3. The polynucleotide of claim 2 that is a DNA molecule.

4. The polynucleotide of claim 3 wherein the nucleotide sequence is SEQ ID NO:l.

5. The polynucleotide of claim 2 that is an RNA molecule.

6. An expression vector comprising the DNA molecule of claim 3.

7. The expression vector of claim 6 further comprising a promoter operatively linked to the polynucleotide.

8. The expression vector of claim 6 wherein the polynucleotide has the nucleotide sequence of SEQ ID N0:1.

9. An oligonucleotide of from about 15 to about 50 nucleotides containing a nucleotide sequence of at least 15 nucleotides that is identical or complementary to a contiguous sequence of the polynucleotide of claim 2.

10. A host cell transformed with the expression vector of claim 6.

11. The transformed host cell of claim 10 that is a yeast cell.

12. The transformed host cell of claim 10 that is a plant cell.

13. The transformed host cell of claim 10 that is a bacterial cell.

14. A transgenic plant containing an isolated polynucleotide having SEQ ID NO: 1 wherein said plant is resistant to herbicides.

15. A method for controlling undesired vegetation in a location where a plant that has been transformed with an isolated polynucleotide having SEQ ID NO: 1 and is resistant to one or more herbicides is being cultivated, the method comprising the step of applying to the location an effective amount of one or more herbicides .

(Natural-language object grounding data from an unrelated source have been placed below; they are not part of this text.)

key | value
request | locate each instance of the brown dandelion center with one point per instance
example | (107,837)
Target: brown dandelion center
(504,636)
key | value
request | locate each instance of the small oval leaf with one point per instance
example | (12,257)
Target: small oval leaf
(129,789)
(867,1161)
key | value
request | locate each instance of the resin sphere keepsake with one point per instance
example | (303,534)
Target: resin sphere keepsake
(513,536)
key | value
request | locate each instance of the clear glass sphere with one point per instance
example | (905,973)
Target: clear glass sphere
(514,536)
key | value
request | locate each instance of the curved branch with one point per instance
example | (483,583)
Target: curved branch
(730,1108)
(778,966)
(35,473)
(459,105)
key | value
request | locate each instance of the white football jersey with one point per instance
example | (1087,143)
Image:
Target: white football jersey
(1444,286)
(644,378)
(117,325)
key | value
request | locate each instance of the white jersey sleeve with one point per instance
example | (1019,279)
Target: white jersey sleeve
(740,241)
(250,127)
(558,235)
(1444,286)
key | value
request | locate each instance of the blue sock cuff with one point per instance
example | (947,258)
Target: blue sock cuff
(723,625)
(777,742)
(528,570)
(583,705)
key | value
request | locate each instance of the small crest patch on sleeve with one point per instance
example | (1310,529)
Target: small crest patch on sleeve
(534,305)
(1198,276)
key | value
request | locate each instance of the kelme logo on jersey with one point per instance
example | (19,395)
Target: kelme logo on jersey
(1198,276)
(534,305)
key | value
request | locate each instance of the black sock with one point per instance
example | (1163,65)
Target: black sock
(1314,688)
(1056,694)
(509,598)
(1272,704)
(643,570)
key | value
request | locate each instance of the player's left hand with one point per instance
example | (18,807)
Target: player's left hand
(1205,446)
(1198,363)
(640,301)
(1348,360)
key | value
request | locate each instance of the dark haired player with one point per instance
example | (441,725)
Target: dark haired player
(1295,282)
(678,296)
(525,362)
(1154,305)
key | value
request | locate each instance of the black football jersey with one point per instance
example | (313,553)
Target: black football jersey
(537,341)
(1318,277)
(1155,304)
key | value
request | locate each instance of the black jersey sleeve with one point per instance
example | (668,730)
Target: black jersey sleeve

16. The method of claim 15 wherein the herbicides are triasulfuron.

17. A method for identifying compounds having herbicidal activity, the method comprising the steps of: a. transforming an organism with an isolated polynucleotide having SEQ ID NO: 1; b. treating the transformed organism with one or more compounds; and c. identifying and selecting those compounds exhibiting herbicidal activity.